NV PERS files appeal after court orders them to release pension data

For Immediate Release
Contact Michael Schaus, 702-222-0642

CARSON CITY — The Nevada Policy Research Institute is welcoming the Public Employees’ Retirement System of Nevada’s (PERS) decision to appeal a recent District Court ruling that forced the agency to hand over public retiree payout data to the Institute.

“The truth is, the trial court’s decision could have, and should have, been better for future transparency efforts,” explained Joseph Becker, director of NPRI’s Center for Justice and Constitutional Litigation. “Hopefully the Supreme Court will set an even stronger precedent for transparency among government agencies.”

District Judge James Wilson of the First Judicial District in late January ruled that PERS must obey the Nevada Public Records Act and provide the state records NPRI had requested.

When NPRI had made the request in 2015, PERS replied that it was now unable to provide the same information, which included names, because it had changed its internal documents to replace retiree names with Social Security numbers, which are by law redacted from public reports. (Read more about the case here.)

The change had been made by PERS after being ordered by the Nevada Supreme Court in 2013 to release the records in question to the policy institute.

Following last month’s Wilson ruling that the agency provide NPRI with records in the original form, with names, the agency announced it would appeal — stating that reattaching the names to the report would essentially be creating “a new record,” and is therefore not required under Nevada law.

The agency’s decision to appeal, said Becker, presents an opportunity for the state Supreme Court to establish precedent regarding the actual scope of Nevada’s public records law.

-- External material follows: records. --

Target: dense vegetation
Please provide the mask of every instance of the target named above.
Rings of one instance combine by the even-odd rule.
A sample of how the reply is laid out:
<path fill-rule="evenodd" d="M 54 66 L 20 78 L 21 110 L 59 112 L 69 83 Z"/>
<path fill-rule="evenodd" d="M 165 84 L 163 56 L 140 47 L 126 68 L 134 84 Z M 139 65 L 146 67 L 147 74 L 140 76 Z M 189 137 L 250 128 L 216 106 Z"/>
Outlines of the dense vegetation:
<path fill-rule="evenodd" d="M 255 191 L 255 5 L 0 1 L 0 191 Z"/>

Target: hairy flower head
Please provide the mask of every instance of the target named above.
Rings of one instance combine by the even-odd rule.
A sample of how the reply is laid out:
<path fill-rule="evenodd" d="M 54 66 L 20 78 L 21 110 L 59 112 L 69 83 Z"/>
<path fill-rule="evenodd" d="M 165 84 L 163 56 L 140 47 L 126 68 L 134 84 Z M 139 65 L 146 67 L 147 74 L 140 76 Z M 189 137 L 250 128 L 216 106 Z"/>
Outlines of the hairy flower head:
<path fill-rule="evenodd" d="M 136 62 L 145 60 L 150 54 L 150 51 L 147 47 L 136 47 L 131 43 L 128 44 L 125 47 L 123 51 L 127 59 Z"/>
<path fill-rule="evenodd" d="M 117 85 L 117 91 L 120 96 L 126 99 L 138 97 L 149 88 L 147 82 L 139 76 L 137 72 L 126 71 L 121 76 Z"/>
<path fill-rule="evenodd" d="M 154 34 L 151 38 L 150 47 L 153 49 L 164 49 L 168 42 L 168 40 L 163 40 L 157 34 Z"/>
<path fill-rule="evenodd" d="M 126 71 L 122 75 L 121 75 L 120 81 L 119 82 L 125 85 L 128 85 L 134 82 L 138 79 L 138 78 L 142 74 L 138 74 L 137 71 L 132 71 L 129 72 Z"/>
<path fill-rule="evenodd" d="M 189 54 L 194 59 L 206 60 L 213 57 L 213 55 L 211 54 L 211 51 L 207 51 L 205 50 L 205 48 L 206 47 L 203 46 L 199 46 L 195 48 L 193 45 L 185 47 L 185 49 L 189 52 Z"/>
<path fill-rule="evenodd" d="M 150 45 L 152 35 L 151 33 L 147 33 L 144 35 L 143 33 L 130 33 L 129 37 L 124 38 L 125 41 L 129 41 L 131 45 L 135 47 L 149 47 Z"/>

“At issue here is whether or not PERS is really ‘creating a new record’ by simply compiling easily accessible data or existing reports that it already has on hand,” he explained.

“In today’s digital age, it seems ridiculous that an agency could avoid compliance with public information laws by simply altering the reports it creates internally,” he added.

The agency’s history of stonewalling on this issue is well documented, according to Nevada Policy Research Institute Transparency Director Robert Fellner

“Unfortunately, such blatant disregard for public oversight has been a recurring theme at PERS,” commented Fellner. “PERS has lost in District Court, then at the Nevada Supreme Court, then unsuccessfully lobbied the legislature, then lost yet again at the District Court — and now it believes it can further delay disclosure by appealing.”